= Jiebing Chen =

Chinese musician

Jiebing Chen (陈 洁 冰 (陳潔冰, Chén Jiébīng); sometimes credited as Jie-Bing Chen) is a Chinese musician based in the United States who specializes in the erhu (two-string fiddle).

==Biography==
Born in Shanghai, China, Chen turned professional when she was 9 and became a soldier musician in order to comply with the restrictions on playing music imposed by the Cultural Revolution. She went to the United States in 1989 to study at the State University of New York at Buffalo, where she received an M.A. in music theory.

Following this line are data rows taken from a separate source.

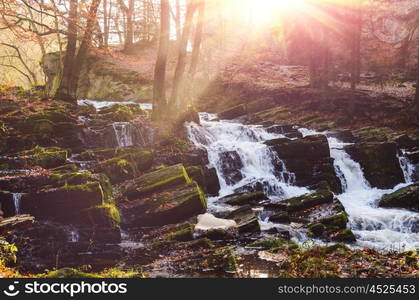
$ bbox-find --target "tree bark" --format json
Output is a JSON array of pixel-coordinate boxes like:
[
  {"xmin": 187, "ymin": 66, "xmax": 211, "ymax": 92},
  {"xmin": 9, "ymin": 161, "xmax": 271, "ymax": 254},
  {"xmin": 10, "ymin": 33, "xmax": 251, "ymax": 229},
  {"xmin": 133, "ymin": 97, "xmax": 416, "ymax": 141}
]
[
  {"xmin": 152, "ymin": 0, "xmax": 170, "ymax": 120},
  {"xmin": 351, "ymin": 3, "xmax": 362, "ymax": 90},
  {"xmin": 170, "ymin": 0, "xmax": 196, "ymax": 114},
  {"xmin": 189, "ymin": 0, "xmax": 205, "ymax": 79},
  {"xmin": 70, "ymin": 0, "xmax": 100, "ymax": 100},
  {"xmin": 53, "ymin": 0, "xmax": 78, "ymax": 102}
]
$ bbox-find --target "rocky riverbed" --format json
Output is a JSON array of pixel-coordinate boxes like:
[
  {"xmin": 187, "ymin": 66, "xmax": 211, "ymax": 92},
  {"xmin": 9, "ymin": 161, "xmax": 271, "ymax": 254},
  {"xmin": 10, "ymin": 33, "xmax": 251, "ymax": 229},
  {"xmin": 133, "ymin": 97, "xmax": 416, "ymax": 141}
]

In addition to her work performing Chinese traditional and contemporary music, Chen has also participated in a number of cross-cultural collaborations, including recordings and performances with Vishwa Mohan Bhatt, Béla Fleck, and James Newton. She has also performed jazz with the Jon Jang Sextet and the Beijing Trio (a collaboration with Jang and drummer Max Roach). Her recording Tabula Rasā (recorded with Bhatt and Fleck) was nominated for a Grammy Award for Best World Music Album.

She lives in California.

==Films==
- 1999 - L. Subramaniam: Violin From the Heart. Directed by Jean Henri Meunier. (Includes a scene featuring L. Subramaniam in collaboration with Jiebing Chen.)